[ Chapter 8: Example 1 ]

BSE - A difficult risk to manage

BSE (Bovine Spongiform Encephalopathy) is a disease of cattle which was first identified in 1986. It causes microscopic holes in the brains of affected animals. These animals become uncoordinated, nervous and eventually die. CJD (Creutzfeldt Jakob Disease) is a very rare human disease. It affects about one person in a million each year. There is no conclusive scientific proof of a connection between BSE and CJD. In March 1996, a new variant of the disease was identified. This differs from the usual sporadic form, because it affects younger people (this may change with time) but primarily because the clinical features and pathological changes in the brain were unique. As at 1 November 1996, 14 such cases had been identified in the UK and one in France.

Since 1986, extensive scientific research has been sponsored by the UK Government, based on the advice from several scientific committees with remits of animal and human health. Fifty-seven pieces of legislation have been enacted in the UK since 1988. The European Commission has also legislated on BSE since 1989.
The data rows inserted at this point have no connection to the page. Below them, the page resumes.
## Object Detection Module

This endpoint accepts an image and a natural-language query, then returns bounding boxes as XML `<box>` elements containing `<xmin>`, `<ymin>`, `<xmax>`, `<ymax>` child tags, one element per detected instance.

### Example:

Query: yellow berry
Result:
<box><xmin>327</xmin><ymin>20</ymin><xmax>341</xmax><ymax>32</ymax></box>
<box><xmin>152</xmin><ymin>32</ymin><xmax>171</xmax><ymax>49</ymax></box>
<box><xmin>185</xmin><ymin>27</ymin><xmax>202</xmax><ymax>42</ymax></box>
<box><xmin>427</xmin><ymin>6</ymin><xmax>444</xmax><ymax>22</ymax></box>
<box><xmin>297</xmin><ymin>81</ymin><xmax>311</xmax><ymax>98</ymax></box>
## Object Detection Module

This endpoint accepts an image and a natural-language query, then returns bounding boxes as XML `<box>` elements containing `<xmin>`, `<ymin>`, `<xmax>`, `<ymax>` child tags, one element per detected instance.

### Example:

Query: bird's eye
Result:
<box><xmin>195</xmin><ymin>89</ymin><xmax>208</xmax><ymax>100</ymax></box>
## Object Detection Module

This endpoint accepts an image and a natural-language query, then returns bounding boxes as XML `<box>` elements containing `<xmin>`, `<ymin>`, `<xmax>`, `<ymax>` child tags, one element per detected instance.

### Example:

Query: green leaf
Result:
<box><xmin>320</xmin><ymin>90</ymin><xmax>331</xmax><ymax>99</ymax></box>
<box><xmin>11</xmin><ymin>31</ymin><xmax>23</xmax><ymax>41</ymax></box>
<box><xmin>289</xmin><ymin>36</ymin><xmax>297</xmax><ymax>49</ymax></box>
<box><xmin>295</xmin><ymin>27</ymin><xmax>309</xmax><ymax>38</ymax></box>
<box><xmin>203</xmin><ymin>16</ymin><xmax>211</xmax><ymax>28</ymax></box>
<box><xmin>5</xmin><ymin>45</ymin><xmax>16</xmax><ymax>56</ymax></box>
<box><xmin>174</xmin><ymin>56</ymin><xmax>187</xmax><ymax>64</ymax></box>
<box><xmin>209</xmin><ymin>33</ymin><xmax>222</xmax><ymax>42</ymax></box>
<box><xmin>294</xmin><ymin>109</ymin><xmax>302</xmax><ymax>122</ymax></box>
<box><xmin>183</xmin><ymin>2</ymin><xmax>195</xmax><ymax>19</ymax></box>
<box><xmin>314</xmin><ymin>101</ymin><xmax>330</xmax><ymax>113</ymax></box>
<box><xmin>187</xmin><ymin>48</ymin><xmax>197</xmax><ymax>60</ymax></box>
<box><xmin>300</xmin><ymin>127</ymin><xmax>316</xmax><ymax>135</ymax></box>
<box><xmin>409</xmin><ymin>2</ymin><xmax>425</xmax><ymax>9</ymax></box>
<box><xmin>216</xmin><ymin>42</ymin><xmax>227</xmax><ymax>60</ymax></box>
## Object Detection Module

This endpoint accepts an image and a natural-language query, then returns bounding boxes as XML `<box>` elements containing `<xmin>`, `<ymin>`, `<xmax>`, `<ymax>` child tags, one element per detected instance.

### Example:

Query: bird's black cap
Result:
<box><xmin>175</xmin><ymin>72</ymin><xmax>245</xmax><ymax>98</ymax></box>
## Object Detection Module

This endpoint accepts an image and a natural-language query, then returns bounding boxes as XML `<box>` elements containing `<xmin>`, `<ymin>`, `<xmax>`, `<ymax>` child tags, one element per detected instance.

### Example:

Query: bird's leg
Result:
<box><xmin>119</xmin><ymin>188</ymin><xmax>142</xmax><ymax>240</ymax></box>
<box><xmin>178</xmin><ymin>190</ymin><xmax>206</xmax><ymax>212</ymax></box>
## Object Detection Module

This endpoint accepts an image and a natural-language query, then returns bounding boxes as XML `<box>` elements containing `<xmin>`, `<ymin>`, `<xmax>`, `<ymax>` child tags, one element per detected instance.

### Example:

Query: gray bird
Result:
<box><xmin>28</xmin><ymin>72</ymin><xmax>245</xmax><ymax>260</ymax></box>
Chris Martin, Environmental images

The UK Government has made risk management decisions based on the scientific consensus at the time. Ultimately, the decisions were made within a framework that considered the implications for the UK beef industry and farmers' interests. Scientific disagreement over the extent of the BSE infection, transmission routes of BSE infection and the reality of the threat to human health fuelled the controversy in the media.

The crisis came to a head when the EU banned the importation of British beef in response to evidence of a possible link between BSE and CJD. Action in the UK was based on the scientific advisory group's advice at that stage, based on the scientific evidence and the crisis in consumer confidence. This included a ban on the sale of cattle over 30 months old and a slaughter programme.

The UK Government characterised the European decision as being taken on non-scientific grounds. The lack of scientific certainty and "proof" have coloured public perception of risk. The BSE crisis in the UK demonstrates that whether experts and policy makers believe that the public have an irrational view of risk, irrational or not, it cannot be ignored. The consuming public had taken a view on the BSE issue. Beef sales in the UK and Europe fell dramatically. The case of BSE highlights the immense difficulties in attempting to make public policy decisions using immature scientific data. Such decisions still have to be made, however, in the absence of hard evidence, and at that point it is the translation of science, policy and perceived risk into public statements that need careful consideration.